Das Finale begann furios, die favorisierten Briten lagen schnell mit 2:0 vorn, mussten dann aber den Ausgleich hinnehmen. Anschließend entwickelte sich eine ausgeglichene Begegnung über 12:12 im ersten Viertel zum 25:25-Pausenstand. Dem britischen Spiel war das Fehlen von Highpointer James Roberts anzumerken, „er konnte aus persönlichen Gründen nicht teilnehmen“, erklärte Trainer Paul Shaw: „Wir mussten unser Spiel ändern.“ Und die neue Taktik bestand zum Beispiel darin, Daniel Dawoud auf Schwedens Starspieler Tobias Sandberg anzusetzen. Der kleine Brite hing wie eine Klette an seinem Gegner. Mitte des dritten Viertels begannen die Schweden abzubauen. „Es war unser fünftes Turnierspiel, und wir hatten den schwereren Weg ins Finale“, stellte Benoit Labrecque fest, der Coach des Vize-Europameisters. Die gelb-blau-diagonalgestreifte Glückskrawatte hatte ihm diesmal nicht geholfen. Zwei Turnovers brachten Titelverteidiger Großbritannien die 36:33-Führung  Ende des dritten Viertels. Ohne taktische Timeouts und mit Dawoud als Sandberg-Schatten gelang den Schweden keine erfolgreiche Aufholjagd. 5:45 Minuten vor Schluss hieß es 39:35, den Vorsprung erhöhten die Briten auf 46:39. Nur noch zwei Minuten waren zu spielen und die Begegnung war entschieden. Coach Shaw stieß die Faust hoch, 0,8 Sekunden vor dem Ende fuhr Ayaz Bhuta rückwärts mit dem Ball zum 49:41 über die schwedische Linie. Dann konnte die Abschlussfeier der elften Rollstuhlrugby-Europameisterschaften in der Koblenzer Conlog Arena beginnen.

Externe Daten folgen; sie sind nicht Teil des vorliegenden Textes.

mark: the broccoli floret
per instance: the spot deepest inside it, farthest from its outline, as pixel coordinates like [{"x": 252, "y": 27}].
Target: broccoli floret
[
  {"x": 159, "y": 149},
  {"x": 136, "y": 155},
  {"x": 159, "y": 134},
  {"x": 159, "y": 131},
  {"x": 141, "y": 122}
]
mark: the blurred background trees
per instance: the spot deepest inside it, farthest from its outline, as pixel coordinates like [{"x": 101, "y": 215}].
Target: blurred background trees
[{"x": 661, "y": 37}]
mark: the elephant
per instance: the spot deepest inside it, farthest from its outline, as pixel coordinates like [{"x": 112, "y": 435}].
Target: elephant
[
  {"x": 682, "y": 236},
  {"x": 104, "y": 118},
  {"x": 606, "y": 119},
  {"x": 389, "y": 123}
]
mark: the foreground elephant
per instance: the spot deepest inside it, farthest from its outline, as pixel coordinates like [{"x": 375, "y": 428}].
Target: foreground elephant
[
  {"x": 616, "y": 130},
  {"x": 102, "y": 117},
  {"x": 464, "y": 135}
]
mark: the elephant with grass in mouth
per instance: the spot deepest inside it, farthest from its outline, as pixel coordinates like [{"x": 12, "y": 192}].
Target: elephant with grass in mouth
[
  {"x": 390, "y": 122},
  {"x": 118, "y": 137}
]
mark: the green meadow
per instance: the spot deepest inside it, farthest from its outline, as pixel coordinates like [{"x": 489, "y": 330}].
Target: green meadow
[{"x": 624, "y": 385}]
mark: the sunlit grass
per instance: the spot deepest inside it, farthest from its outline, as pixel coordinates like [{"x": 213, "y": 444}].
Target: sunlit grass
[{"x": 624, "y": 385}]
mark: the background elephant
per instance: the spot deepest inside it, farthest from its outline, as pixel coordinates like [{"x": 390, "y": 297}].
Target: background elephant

Ihr erstes Edelmetall gewannen die Franzosen durch das 53:48 gegen Dänemark. Die Vorentscheidung in dieser Begegnung fiel durch eine Unkonzentriertheit des dänischen Lowpointers Eriksen kurz vor der Halbzeitpause (29:27), direkt nach Wiederbeginn nutzte Frankreich zwei Strafzeiten des Gegners zum 32:28. Die Dänen mussten mehr riskieren, kassierten Turnovers und Strafzeiten, lagen zeitweise mit sechs Toren zurück (36:30), kämpften sich allerdings 3:24 Minuten vor dem Ende auf 48:46 heran. Frankreichs Coach Olivier Cuisin wurde sichtlich unruhig, doch sein Team ließ sich den Sieg nicht mehr nehmen. „Dieses Spiel war für uns wichtiger als das Halbfinale, denn wir haben unsere erste Medaille gewonnen.“

Deutschland beschloss die EM auf Platz sechs. „Damit haben wir unser Ziel ganz klar verfehlt“, gab Trainer Christoph Werner nach dem 39:46 gegen Polen zu, der torärmsten Partie dieser Titelkämpfe. In einem von vielen Turnovers geprägten Auftaktviertel erkämpfte sich die deutsche Mannschaft einen 11:10-Vorsprung, zur Halbzeitpause hieß es 19:20. Noch alles drin also, aber das Gastgeber-Team hatte schon erkennen lassen, woran es an diesem Tag mangelte. „Es bringt nichts, wenn man sich Turnovers erkämpft und diese dann wieder wegwirft, ohne die Möglichkeit eines taktischen Timeouts zu nutzen“, kritisierte der Trainer. Bei den Polen stimmte vor allem die kämpferische Einstellung. „Hoch motiviert und mit viel  Aggressivität waren sie heute das bessere Team“, sagte Werner. „Bei uns war der Kopf leer, wir waren gar nicht richtig da.“

Auch im dritten Viertel, einer in vielen Begegnungen kritischen Phase, hielt Deutschland das Spiel noch offen (29:31). Dann allerdings häuften sich Konzentrationsmängel beim Einwurf zur Spieleröffnung, Polen nutzte die Chancen zur 37:32-Führung. Als Maik Baumann dann zu lange in der Zone stand und Steffen Weckes Tor nicht anerkannt wurde, Polen aber im Gegenzug viereinhalb Minuten vor Schluss auf 39:33 erhöhte, war dieses Spiel gelaufen.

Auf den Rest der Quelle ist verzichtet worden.